Evidentemente, pouco mais de 24 horas não dá para percorrer todo o "The Daily Stoic# de R. Holiday e S. Hanselman, dá apenas para leituras selectivas. A geografia desta viagem é a Tolerância, por isso fui à prcura dela em todas as 366 entradas.

Se ontem quis fazer uma breve apresentação do livro que encontrei na livraria da FNAC do aeroporto de Lisboa, hoje o meu foco foi o aparecimento da palavra Tolerância na citação que abre cada uma das 366 entradas. Aparece uma vez, numa afirmação das Meditações de Marco Aurélio.

Numa das primeiras estações desta viagem, escrevi que o conceito de Tolerância apareceu muitos séculos depois de Marco Aurélio. Não, não me esqueci do que escrevi nessa altura, nem estou a contradizer-me. Acontece que temos de, tentando não perder o rigor de linguagem, ser tolerantes para os tempos históricos, as línguas dos tempos históricos e as traduções, as maneiras como as coisas passam de umas línguas para outras. Adiante. O que escreveu Marco Aurélio? (os autores dizem-no na entrada do dia 22 de Outubro)
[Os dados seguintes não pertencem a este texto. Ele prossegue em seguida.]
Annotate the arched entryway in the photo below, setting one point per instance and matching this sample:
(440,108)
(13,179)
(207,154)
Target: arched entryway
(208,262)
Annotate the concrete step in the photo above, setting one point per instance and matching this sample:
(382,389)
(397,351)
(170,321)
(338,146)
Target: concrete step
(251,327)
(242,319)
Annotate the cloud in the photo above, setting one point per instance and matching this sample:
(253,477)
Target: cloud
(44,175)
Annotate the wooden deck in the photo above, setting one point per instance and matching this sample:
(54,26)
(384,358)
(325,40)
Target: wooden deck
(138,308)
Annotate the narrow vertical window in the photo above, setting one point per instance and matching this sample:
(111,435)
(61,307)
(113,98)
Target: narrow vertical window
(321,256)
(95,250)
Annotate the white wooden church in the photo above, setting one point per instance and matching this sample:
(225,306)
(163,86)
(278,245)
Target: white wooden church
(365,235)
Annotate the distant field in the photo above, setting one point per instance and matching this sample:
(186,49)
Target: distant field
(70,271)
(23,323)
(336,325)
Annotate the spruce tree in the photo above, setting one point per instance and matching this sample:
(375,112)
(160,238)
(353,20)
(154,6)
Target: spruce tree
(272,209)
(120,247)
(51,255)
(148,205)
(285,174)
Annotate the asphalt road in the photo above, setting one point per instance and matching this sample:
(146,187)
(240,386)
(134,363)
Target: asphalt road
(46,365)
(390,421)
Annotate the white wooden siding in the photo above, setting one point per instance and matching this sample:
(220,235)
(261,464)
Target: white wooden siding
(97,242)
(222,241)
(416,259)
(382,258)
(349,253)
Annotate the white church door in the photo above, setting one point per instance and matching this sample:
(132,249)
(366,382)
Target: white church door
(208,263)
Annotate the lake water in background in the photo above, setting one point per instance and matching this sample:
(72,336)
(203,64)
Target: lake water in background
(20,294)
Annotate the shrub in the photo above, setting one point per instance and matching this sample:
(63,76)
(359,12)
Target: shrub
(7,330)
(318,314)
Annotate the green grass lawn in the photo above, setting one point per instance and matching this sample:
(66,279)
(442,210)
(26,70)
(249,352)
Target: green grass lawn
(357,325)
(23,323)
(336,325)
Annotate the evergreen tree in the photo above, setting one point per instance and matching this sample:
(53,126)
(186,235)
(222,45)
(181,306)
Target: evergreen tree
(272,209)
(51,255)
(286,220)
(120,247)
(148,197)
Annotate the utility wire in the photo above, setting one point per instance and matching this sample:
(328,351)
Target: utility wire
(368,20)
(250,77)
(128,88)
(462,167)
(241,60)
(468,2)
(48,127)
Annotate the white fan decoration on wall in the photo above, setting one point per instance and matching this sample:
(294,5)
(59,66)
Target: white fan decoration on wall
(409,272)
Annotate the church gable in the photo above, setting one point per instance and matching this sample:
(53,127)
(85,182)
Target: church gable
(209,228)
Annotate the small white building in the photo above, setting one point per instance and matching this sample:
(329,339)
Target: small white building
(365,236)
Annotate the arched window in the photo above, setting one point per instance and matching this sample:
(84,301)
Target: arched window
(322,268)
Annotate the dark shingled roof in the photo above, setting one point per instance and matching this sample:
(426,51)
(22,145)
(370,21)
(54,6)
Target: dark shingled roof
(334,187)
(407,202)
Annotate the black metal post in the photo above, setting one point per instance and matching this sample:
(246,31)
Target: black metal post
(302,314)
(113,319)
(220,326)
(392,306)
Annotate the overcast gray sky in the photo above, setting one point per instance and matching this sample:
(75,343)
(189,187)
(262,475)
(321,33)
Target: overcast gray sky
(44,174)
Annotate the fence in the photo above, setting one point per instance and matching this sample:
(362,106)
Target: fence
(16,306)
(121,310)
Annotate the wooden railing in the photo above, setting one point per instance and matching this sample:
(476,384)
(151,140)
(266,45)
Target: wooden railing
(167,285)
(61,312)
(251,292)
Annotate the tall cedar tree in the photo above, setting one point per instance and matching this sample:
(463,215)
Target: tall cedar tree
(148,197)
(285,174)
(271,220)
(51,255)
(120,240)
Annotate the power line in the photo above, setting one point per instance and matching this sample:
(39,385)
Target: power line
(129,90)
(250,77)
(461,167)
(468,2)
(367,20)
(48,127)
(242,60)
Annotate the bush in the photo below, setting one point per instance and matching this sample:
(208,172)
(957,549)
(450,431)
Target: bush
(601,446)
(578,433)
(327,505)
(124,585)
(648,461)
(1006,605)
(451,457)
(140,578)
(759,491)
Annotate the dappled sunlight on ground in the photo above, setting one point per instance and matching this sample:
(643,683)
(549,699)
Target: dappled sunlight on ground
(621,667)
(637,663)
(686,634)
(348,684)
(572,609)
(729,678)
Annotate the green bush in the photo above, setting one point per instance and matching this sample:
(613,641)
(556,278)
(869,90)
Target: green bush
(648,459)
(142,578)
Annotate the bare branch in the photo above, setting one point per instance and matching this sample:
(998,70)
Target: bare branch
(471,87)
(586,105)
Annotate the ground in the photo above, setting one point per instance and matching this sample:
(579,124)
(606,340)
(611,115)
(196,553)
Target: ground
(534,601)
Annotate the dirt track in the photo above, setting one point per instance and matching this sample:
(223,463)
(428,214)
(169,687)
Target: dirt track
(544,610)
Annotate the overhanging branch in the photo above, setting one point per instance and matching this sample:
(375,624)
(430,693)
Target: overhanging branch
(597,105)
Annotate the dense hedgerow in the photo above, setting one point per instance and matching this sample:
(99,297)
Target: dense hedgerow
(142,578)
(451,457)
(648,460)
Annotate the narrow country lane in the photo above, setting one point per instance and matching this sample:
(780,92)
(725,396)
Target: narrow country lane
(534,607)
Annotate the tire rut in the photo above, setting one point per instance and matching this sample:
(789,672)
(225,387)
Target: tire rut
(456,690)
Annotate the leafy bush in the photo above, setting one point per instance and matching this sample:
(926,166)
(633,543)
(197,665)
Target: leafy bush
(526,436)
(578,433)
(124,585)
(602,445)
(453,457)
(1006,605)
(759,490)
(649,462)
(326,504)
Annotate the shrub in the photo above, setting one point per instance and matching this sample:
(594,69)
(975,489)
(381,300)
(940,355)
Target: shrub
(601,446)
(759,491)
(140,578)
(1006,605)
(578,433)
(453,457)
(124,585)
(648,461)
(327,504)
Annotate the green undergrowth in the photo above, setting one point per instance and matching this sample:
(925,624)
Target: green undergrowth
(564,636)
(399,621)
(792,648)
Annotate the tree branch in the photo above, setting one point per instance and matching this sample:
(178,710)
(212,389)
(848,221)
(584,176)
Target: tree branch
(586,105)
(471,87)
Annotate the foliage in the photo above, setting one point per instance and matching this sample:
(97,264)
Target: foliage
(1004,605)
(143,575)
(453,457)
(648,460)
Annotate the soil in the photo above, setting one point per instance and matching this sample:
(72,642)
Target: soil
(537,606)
«Alguém pode ser excelente a derrotar um adversário, mas isso não o torna mais solidário, nem mais modesto, nem mais preparado para qualquer circunstância, nem mais tolerantecom as falhas dos outros.»Marco Aurélio, Meditações, 7.52

Os autores do livro propõem a seguinte reflexão: «O auto-aperfeiçoamento é uma busca nobre. A maioria das pessoas nem sequer tenta. Mas, entre as que o fazem, é fácil que a vaidade e a superficialidade corrompam esse processo.

»Queres abdominais definidos porque te desafiaste e te comprometeste com um objetivo difícil? Ou porque queres impressionar os outros quando tiras a camisola? Estás a correr essa maratona porque queres testar os teus limites ou porque estás a fugir dos problemas em casa?

»A nossa vontade não deve ser dirigida a tornar-nos alguém em excelente forma física ou com várias línguas dominadas, mas sem tempo nem paciência para os outros. De que serve vencer no desporto se falhas na tentativa de ser um bom marido, esposa, pai, mãe, filho ou filha?»

E rematam com o seguinte aviso-sugestão: «Não confundamos tornar-nos melhores em algo com tornar-nos pessoas melhores. Uma dessas coisas é uma prioridade muito maior do que a outra.»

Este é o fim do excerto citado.